Understanding the above function is left an an exercise for the reader ;)

So now we have our full suite of search code - let's bring it all together:

function search_split_terms($terms){

	$terms = preg_replace("/\"(.*?)\"/e", "search_transform_term('\$1')", $terms);
	$terms = preg_split("/\s+|,/", $terms);

	$out = array();

	foreach($terms as $term){

		$term = preg_replace("/\{WHITESPACE-([0-9]+)\}/e", "chr(\$1)", $term);
		$term = preg_replace("/\{COMMA\}/", ",", $term);

		$out[] = $term;
	}

	return $out;
}

function search_transform_term($term){
	$term = preg_replace("/(\s)/e", "'{WHITESPACE-'.ord('\$1').'}'", $term);
	$term = preg_replace("/,/", "{COMMA}", $term);
	return $term;
}

function search_escape_rlike($string){
	return preg_replace("/([.\[\]*^\$])/", '\\\$1', $string);
}

function search_db_escape_terms($terms){
	$out = array();
	foreach($terms as $term){
		$out[] = '[[:<:]]'.AddSlashes(search_escape_rlike($term)).'[[:>:]]';
	}
	return $out;
}

function search_perform($terms){

	$terms = search_split_terms($terms);
	$terms_db = search_db_escape_terms($terms);
	$terms_rx = search_rx_escape_terms($terms);

	$parts = array();
	foreach($terms_db as $term_db){
		$parts[] = "content_body RLIKE '$term_db'";
	}
	$parts = implode(' AND ', $parts);

	$sql = "SELECT * FROM Content WHERE $parts";

	$rows = array();

	$result = mysql_query($sql);
	while($row = mysql_fetch_array($result, MYSQL_ASSOC)){

		$row[score] = 0;

		foreach($terms_rx as $term_rx){
			$row[score] += preg_match_all("/$term_rx/i", $row[content_body], $null);
		}

		$rows[] = $row;
	}

	uasort($rows, 'search_sort_results');

	return $rows;
}

function search_rx_escape_terms($terms){
	$out = array();
	foreach($terms as $term){
		$out[] = '\b'.preg_quote($term, '/').'\b';
	}
	return $out;
}

function search_sort_results($a, $b){

	$ax = $a[score];
	$bx = $b[score];

	if ($ax == $bx){ return 0; }
	return ($ax > $bx) ? -1 : 1;
}

function search_html_escape_terms($terms){
	$out = array();

	foreach($terms as $term){
		if (preg_match("/\s|,/", $term)){
			$temp[] = '"'.HtmlSpecialChars($term).'"';
		}else{
			$temp[] = HtmlSpecialChars($term);
		}
	}

	return $out;	
}

function search_pretty_terms($terms_html){

	if (count($terms_html) == 1){
		return array_pop($terms_html);
	}

	$last = array_pop($terms_html);

	return implode(', ', $terms_html)." and $last";
}


#
# do the search here...
#

$results = search_perform($HTTP_GET_VARS[q]);
$term_list = search_pretty_terms(search_html_escape_terms(search_split_terms($HTTP_GET_VARS[q])));


#
# of course, we're using smarty ;)
#

$smarty->assign('term_list', $term_list);

if (count($results)){

	$smarty->assign('results', $results);
	$smarty->display('search_results.txt');
}else{

	$smarty->display('search_noresults.txt');
}

And there we go. Not quite as easy as our very first example, but alot more useful for your users.

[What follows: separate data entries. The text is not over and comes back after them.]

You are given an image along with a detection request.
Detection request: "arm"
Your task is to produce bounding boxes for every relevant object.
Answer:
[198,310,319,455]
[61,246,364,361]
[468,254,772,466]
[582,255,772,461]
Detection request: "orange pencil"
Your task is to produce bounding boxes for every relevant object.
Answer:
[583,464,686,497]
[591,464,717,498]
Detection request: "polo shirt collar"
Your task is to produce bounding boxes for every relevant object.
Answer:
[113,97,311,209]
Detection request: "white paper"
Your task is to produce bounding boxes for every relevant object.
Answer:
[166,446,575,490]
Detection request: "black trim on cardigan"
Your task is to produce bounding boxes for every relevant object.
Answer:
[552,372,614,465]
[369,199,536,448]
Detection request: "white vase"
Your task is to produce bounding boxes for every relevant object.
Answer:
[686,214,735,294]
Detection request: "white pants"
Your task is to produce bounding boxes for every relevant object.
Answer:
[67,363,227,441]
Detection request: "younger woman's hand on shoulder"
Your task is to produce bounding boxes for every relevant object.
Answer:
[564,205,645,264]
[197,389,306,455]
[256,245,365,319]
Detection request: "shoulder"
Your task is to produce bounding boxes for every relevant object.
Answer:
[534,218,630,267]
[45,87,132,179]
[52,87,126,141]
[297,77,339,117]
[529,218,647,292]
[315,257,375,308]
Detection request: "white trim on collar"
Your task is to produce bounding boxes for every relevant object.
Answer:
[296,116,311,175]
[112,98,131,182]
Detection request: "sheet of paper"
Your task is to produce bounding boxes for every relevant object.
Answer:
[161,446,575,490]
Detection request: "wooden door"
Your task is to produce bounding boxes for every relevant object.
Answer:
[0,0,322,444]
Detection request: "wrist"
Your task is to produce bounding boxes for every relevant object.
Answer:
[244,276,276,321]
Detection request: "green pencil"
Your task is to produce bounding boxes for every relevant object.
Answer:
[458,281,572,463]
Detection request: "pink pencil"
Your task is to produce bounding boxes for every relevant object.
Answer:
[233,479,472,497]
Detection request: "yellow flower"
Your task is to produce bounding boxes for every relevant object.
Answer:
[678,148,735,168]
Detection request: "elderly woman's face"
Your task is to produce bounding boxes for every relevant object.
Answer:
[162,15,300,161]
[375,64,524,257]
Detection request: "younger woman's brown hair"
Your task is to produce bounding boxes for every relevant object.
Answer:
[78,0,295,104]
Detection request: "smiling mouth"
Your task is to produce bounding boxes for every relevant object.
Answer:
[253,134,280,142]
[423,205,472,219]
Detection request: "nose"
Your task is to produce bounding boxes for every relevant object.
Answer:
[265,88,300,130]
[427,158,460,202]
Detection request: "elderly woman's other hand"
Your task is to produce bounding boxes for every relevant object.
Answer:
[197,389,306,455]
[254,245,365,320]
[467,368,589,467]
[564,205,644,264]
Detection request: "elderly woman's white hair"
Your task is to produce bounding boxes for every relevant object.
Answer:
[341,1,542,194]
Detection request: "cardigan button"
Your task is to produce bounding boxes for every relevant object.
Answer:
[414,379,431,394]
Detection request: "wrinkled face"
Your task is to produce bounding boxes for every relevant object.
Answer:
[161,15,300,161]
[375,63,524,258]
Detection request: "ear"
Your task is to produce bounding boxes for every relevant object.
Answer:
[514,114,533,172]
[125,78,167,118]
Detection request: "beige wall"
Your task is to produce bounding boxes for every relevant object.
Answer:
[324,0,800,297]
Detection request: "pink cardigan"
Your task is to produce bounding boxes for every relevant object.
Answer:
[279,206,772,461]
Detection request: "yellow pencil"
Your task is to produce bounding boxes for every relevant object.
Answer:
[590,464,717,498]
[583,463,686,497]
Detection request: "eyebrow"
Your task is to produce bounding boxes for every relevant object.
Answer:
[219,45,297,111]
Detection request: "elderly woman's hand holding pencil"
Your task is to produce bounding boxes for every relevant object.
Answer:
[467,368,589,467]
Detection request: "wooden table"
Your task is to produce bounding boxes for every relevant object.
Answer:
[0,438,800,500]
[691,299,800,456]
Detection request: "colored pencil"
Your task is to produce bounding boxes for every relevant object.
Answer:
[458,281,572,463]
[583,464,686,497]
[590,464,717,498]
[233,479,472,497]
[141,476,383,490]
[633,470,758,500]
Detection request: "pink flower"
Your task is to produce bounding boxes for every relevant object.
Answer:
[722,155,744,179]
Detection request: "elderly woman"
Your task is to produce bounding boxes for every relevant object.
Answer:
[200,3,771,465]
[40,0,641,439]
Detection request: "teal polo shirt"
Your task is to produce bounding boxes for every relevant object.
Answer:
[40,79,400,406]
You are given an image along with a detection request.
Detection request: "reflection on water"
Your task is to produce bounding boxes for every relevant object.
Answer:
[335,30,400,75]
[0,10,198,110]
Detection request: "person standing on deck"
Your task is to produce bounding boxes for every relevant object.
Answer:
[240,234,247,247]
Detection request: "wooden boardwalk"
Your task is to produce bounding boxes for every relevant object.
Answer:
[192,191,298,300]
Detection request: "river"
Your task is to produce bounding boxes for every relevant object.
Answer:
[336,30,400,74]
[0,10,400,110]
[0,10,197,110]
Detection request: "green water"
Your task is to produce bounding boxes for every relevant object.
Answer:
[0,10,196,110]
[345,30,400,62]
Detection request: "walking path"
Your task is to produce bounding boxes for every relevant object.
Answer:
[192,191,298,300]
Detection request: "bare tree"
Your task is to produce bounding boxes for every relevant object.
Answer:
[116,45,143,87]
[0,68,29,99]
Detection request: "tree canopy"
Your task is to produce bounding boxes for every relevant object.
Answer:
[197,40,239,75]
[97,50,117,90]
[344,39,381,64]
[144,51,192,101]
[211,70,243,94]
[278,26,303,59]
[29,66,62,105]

If you're not totally sick of searching yet, then you might like to add some search term highlighting.

Note: The code in this article is designed for small-to-medium size sites. A huge dataset will make for very heavy processing - regular expressions are not CPU cheap. For large scale websites, you need a proper enterprise-level solution. Xapian is a good place to start.